A whopping 95.8 million Americans have not looked for work for 12 months or longer, according to the Bureau of Labor Statistics.

By the numbers:

  • The labor force participation rate — the percentage of workers 16 and older who are working or looking for work — has effectively not budged since 2012.
  • A large part of that is because many of them are retired — baby boomers and others. But many are also of prime working age, and simply no longer seek work.
  • The number of prime-aged people between the ages of 25 and 54 who are either working or looking for work remains stubbornly below when the economy was last close to full employment — back in 2000, per the Economic Policy Institute.
"There are still workers out there, mostly men of prime working age who could come back into the labor force if there was a good match."
— Kathy Jones, strategist at Charles Schwab

Yet, many are not. So worker-hungry companies are having to up their game. In addition to hiking wages, some are figuring out how to grab long-term unemployed people.

  • "A tight labor market is going to make hiring managers think a little bit different," said Tami Forman, executive director of Path Forward, a nonprofit that helps big companies hire people long out of work.
  • Companies haven't quite reached the point where they are hiring atypical candidates in droves, Forman said. But she has seen an uptick in long-unemployed people wanting to return to work.
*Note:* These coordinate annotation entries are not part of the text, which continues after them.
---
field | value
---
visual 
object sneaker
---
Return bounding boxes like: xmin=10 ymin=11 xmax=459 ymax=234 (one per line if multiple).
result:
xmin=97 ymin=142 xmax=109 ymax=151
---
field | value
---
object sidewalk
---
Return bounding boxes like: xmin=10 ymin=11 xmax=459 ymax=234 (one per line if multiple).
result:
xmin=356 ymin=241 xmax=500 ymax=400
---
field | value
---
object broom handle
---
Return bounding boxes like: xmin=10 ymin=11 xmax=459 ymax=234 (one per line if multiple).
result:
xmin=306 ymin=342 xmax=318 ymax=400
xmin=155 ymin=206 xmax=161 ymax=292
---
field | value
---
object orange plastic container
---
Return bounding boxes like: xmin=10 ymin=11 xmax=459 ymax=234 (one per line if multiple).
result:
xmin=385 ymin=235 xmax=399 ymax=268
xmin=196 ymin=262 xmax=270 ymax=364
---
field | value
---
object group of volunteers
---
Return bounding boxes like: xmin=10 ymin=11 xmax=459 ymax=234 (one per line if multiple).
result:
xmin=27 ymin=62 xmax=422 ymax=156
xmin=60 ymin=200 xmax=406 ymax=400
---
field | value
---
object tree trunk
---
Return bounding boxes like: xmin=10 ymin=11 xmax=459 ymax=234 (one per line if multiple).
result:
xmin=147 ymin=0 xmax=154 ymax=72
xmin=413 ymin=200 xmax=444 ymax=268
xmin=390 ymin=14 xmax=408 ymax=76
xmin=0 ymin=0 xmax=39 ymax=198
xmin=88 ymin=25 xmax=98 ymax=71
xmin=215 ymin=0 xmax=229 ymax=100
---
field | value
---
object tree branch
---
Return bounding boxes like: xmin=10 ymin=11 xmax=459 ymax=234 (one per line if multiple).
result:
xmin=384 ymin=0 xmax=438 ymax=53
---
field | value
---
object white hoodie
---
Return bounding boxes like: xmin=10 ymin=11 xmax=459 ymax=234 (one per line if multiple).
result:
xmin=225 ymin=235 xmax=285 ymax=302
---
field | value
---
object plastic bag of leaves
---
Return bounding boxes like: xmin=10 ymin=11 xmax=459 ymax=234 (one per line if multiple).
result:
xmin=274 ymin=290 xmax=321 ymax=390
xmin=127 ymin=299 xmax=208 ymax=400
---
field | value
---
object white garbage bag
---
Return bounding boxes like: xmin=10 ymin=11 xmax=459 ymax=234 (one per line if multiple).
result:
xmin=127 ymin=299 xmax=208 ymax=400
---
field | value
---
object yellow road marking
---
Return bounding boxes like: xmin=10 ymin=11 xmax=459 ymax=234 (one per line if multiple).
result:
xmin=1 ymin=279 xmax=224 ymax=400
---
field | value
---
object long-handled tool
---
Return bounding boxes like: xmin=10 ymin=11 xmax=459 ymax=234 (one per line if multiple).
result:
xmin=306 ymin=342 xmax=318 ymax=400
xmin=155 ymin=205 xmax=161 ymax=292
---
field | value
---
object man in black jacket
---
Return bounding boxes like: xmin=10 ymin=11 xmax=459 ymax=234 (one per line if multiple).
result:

There are serious doubts that sufficient numbers of workers will make themselves available. On average, this year's employment gains are greater than last year's 182,000 per month, and the 195,000 per month in 2016. And economists expect companies to continue offering plenty of new jobs.

  • But "are there 200,000 people [a month] who can fill those jobs?" James Knightley, an economist at ING, told me.
  • "Job growth will need to moderate over the next year because there aren't enough workers to hire anymore," said Paul Eitelman, an investment strategist at Russell Investments.

What they're saying: Neel Kashkari, president of the Minneapolis Fed, has cautioned strongly against raising interest rates further, arguing that it could hamper the re-employment of the long-term jobless.

  • “We’ve been surprised how many people wanted to work and took jobs as the economy strengthened," Kashkari, who will not participate in interest rate-hiking decisions until 2020, told me in an emailed statement. "The truth is we don’t know how many people may want to rejoin the labor force. But we should be patient to let as many people find jobs as possible while keeping inflation in check.”